Officials are looking forward while managing the catastrophic fallout. According to the Wall Street Journal:

Finance Secretary Cesar Purisima acknowledged that the destruction wrought by the disaster on an area that contributes 12.5% to gross domestic product could shave off as much as a full percentage point to economic growth next year, when the government targets GDP expansion of at least 6.5%. He is hopeful that the adverse effect on growth will be cushioned, if not offset, by the reconstruction spending.

“From a fiscal standpoint, we do have fiscal space to spend for reconstruction. The estimates are preliminary, but we need to invest significantly on infrastructure,” Mr. Purisima said.

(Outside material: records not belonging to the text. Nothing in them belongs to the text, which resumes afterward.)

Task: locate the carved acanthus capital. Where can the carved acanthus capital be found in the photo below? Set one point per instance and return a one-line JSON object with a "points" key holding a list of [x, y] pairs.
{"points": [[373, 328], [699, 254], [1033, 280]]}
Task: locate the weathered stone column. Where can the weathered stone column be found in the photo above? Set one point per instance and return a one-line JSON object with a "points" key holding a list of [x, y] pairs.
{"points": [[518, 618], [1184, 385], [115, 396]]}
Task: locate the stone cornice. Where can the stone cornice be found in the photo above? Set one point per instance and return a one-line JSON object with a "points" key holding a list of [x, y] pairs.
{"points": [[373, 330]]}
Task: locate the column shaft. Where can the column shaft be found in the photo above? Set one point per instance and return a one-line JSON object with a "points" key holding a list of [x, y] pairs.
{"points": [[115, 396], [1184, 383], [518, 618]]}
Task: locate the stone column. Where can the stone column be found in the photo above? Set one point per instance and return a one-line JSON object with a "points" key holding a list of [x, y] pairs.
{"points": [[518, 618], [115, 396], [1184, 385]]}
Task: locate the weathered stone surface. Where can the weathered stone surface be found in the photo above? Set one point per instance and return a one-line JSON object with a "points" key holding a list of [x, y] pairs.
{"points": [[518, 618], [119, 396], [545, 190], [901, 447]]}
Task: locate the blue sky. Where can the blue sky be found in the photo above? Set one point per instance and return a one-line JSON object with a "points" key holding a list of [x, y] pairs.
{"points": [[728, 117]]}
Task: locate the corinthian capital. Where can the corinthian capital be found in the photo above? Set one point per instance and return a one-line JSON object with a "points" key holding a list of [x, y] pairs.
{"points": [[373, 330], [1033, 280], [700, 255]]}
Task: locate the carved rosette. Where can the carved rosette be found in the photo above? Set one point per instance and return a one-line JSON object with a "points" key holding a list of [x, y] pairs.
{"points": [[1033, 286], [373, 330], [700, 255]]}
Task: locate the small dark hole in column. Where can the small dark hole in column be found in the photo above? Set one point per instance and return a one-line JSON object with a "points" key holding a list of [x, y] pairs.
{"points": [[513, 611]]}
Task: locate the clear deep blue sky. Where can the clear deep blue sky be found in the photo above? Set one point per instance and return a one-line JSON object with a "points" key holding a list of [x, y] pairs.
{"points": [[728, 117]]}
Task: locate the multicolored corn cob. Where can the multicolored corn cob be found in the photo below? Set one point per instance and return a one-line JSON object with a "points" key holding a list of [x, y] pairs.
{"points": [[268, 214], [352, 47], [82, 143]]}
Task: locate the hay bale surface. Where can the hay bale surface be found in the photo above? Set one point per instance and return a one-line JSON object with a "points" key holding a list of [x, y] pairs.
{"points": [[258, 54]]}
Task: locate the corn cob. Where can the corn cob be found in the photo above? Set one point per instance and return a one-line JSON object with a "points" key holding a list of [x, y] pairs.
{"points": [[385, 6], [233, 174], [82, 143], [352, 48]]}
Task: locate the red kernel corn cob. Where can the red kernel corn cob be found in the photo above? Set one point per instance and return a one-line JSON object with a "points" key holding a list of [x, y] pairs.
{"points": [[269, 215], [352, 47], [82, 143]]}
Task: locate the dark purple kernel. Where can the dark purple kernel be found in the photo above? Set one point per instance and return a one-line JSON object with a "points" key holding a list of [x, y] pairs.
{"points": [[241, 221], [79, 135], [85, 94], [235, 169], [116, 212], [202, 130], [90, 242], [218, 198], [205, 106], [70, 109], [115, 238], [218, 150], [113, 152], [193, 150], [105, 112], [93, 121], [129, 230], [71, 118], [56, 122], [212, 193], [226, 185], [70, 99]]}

The New York Times reported:

HSBC Global Research said that the typhoon probably destroyed half the sugar cane production areas in Leyte Province, and that all told, 3.5 percent of the nation’s sugar cane output was probably lost. It also warned of inflationary shocks to the Philippine economy in the coming months, as supply chains are disrupted.

But given the general health of the Philippine economy and the fact that the typhoon affected geographic areas and sectors like agriculture that are not major drivers of the nation’s output, HSBC said, “The economic impact will be limited.”

Citi Research estimated that infrastructure damage will probably run into billions of pesos, exceeding $70 million.

In Warsaw on Monday, some delegates at United Nations talks on a global climate treaty suggested that global warming was responsible for making Haiyan such a devastating storm. Naderev Saño, the chief representative of the Philippines at the conference, told the New York Times, “What my country is going through as a result of this extreme climate event is madness; the climate crisis is madness.”

Scientists cannot be certain of the overall impact of climate change on severe weather like hurricanes and typhoons, but have noted that more powerful storms will continue as the climate changes. With winds of at least 140 miles an hour, Typhoon Haiyan is considered one of the strongest storms to make landfall. “As you warm the climate, you basically raise the speed limit on hurricanes,” said M.I.T. atmospheric scientist Kerry A. Emanuel.

The powerful storm surges recorded are also likely part of a new reality in major storms. “When you strip everything else away, we’re seeing a general rise in sea level,” James P. Kossin, atmospheric scientist at the National Climatic Data Center, told the Times. “There’s no question that storm surge is going to be compounded.”